Human needs include time for fun, sun and just being.
Hey there! Don’t let your work define who you are. Ask someone what they do and you will often hear a title like office administrator, teacher or engineer. You are not your roles, thoughts, feelings, beliefs or work.
These aspects of your life are all chosen by you. Identifying your self only through your work can become problematic. It represents a part of our life, not our whole. Careers allow us to show off our abilities. In self-esteem terms, we want to believe, “I am capable and I am lovable.” A nurse reported in the survey, “Work is not that important in the big scheme of things.” She’s got it!
In a culture that values people based on their accomplishments we, can easily avoid taking time and space to accept, let alone love, ourselves as is—perhaps lounging on the couch. That’s what Gloria Steinem, a very successful and leading feminist, shared in her book, Moving Beyond Words. It took her years to figure out what was missing from her life.
Steinem wrote, “The need for supporting core self-esteem doesn’t end in childhood. Adults still need unconditional love from family, friends, life partners, animals, and perhaps even an all-forgiving deity. ‘No matter how the world may judge you, I love you for yourself.’”
We see unconditional love demonstrated in the care of a newborn baby as her parents awake night after night. It’s the offer of shelter to a homeless person. It’s the tail wagging on your dog. Our dog provided no household help, required regular walks, was fed and loved for just being. Sure, she was reprimanded for her accidents, but her unique lovableness was never questioned. Regrettably, many people are not given the same message of irreplaceable value.
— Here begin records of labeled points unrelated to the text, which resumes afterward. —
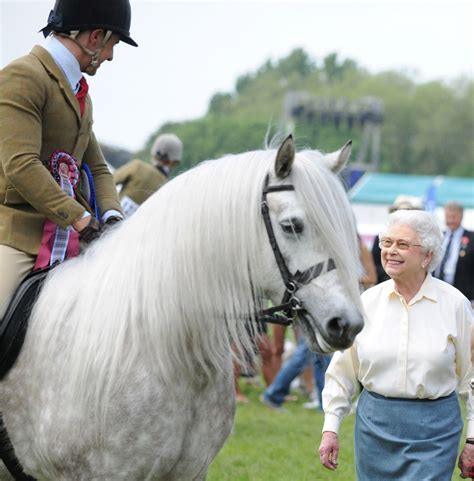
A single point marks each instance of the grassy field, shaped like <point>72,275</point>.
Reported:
<point>272,446</point>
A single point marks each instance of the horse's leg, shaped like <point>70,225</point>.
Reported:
<point>214,410</point>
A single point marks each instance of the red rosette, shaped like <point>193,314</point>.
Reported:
<point>62,164</point>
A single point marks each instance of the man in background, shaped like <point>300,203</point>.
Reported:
<point>139,179</point>
<point>457,265</point>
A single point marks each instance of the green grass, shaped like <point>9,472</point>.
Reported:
<point>266,445</point>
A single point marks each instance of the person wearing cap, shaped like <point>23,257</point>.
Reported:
<point>54,181</point>
<point>139,179</point>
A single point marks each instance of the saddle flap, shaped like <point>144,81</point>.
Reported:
<point>14,324</point>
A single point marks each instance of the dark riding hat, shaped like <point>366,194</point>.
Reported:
<point>71,15</point>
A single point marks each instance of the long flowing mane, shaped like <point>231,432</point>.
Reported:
<point>173,283</point>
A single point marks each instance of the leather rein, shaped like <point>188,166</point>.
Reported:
<point>285,312</point>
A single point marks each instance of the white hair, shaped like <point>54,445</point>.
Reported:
<point>175,281</point>
<point>425,226</point>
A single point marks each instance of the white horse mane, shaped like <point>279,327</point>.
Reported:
<point>174,282</point>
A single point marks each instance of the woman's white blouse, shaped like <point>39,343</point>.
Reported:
<point>420,350</point>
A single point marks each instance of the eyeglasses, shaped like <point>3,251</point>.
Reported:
<point>401,244</point>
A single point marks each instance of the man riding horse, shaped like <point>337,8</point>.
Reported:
<point>51,166</point>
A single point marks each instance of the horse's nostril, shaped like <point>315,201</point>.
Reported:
<point>337,327</point>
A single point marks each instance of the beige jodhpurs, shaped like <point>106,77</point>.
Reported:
<point>15,265</point>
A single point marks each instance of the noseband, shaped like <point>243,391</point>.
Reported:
<point>286,312</point>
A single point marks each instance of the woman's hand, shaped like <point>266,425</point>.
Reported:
<point>466,462</point>
<point>329,449</point>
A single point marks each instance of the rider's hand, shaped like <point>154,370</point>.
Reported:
<point>112,220</point>
<point>91,231</point>
<point>466,462</point>
<point>329,450</point>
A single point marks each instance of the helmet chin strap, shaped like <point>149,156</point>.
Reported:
<point>93,54</point>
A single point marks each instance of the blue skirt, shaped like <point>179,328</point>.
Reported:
<point>406,439</point>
To love yourself unconditionally means to treasure yourself merely because you exist. Think “existential.” “Woo-woo,” as my friend Jannette says. We’ve moved into a psychological and spiritual realm. Bear with me. The basic premise is that all beings are lovable and valuable. Yes, even those who break the law. I’ve written about that in my book, Love Her As She Is: Lessons from a Daughter Stolen by Addictions. Loving as is provides the underpinning concept. It separates the doer from the deed; the being from the act.
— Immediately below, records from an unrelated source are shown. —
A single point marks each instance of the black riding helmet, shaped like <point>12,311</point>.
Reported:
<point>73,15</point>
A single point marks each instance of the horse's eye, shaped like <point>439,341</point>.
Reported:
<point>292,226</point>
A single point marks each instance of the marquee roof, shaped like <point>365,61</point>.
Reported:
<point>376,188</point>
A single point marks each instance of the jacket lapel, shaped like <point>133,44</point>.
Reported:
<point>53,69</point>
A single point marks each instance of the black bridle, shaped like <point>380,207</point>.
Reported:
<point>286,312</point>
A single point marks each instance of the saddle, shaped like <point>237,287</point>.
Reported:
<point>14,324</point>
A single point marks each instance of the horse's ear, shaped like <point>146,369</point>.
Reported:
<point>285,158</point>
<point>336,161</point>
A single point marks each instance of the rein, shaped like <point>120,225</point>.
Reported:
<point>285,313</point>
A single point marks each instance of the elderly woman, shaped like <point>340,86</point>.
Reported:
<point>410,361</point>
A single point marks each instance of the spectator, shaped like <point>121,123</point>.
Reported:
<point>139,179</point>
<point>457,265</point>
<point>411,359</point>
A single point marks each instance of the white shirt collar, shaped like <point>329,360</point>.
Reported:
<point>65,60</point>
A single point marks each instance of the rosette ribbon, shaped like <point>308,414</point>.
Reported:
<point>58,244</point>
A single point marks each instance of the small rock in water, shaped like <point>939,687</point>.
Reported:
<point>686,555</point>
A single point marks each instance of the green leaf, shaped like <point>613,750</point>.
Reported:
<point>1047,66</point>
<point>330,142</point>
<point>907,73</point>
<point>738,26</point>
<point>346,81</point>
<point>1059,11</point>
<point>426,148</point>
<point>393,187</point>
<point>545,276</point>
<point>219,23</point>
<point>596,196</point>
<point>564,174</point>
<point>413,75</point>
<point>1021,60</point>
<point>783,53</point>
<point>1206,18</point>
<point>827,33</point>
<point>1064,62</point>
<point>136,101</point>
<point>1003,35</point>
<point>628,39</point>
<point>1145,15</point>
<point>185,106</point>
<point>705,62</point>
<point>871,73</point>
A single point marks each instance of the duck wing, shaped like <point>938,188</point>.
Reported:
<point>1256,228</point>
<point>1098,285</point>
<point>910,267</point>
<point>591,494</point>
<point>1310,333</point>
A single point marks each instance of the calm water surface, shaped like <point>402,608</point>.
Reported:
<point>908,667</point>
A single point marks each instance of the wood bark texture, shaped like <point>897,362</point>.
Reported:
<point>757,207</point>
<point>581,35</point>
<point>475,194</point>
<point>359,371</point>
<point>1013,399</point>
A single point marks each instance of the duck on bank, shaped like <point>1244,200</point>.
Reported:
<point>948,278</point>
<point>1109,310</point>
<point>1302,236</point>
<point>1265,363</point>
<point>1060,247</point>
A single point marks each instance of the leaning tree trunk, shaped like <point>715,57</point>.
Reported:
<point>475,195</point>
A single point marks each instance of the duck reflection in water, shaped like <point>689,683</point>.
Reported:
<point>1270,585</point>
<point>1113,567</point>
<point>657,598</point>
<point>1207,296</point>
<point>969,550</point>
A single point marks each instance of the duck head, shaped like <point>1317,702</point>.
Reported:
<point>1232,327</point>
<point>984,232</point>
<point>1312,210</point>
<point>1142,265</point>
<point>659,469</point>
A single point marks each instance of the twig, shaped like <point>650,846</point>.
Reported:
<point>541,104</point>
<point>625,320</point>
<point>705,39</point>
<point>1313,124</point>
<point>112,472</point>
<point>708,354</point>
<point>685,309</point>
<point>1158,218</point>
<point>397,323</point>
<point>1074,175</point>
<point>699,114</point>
If you are not already embracing yourself for simply being human in woman form, below are some self-affirming statements. Be gentle with yourself and don’t force these beliefs. Dr. Al Siebert, author of The Resiliency Advantage and The Survivor Personality, cautions against forced affirmations as they may trigger a reverse reaction. These gentle words can become demons if spoken from an internal and demanding gremlin. If you find it difficult to tell yourself, “I deserve love,” you might start by telling yourself, “I want to believe:
- I deserve love.
- I am a good and loving person.
- I am okay just the way I am.
- My needs and wants are important.
- I am lovable at every age.
Find a self-affirming statement that best works for you. It will be the one that settles comfortably in your mind and body. It feels true. Notice how you feel when you tell yourself this message. Repeat the message to yourself more than you imagine you need to hear it. And if that doesn’t work develop some self-compassion. Loving yourself “as is” is sometimes the best you can do.
If you need a reminder to do this self-strengthening work, just remember the story of the young man who asked the New Yorktaxi driver, “How do you get to Carnegie Hall?” The taxi driver’s response was, “Practice, practice, practice.” If you want to arrive at an internal hall of your own well being, “Practice, practice, practice.”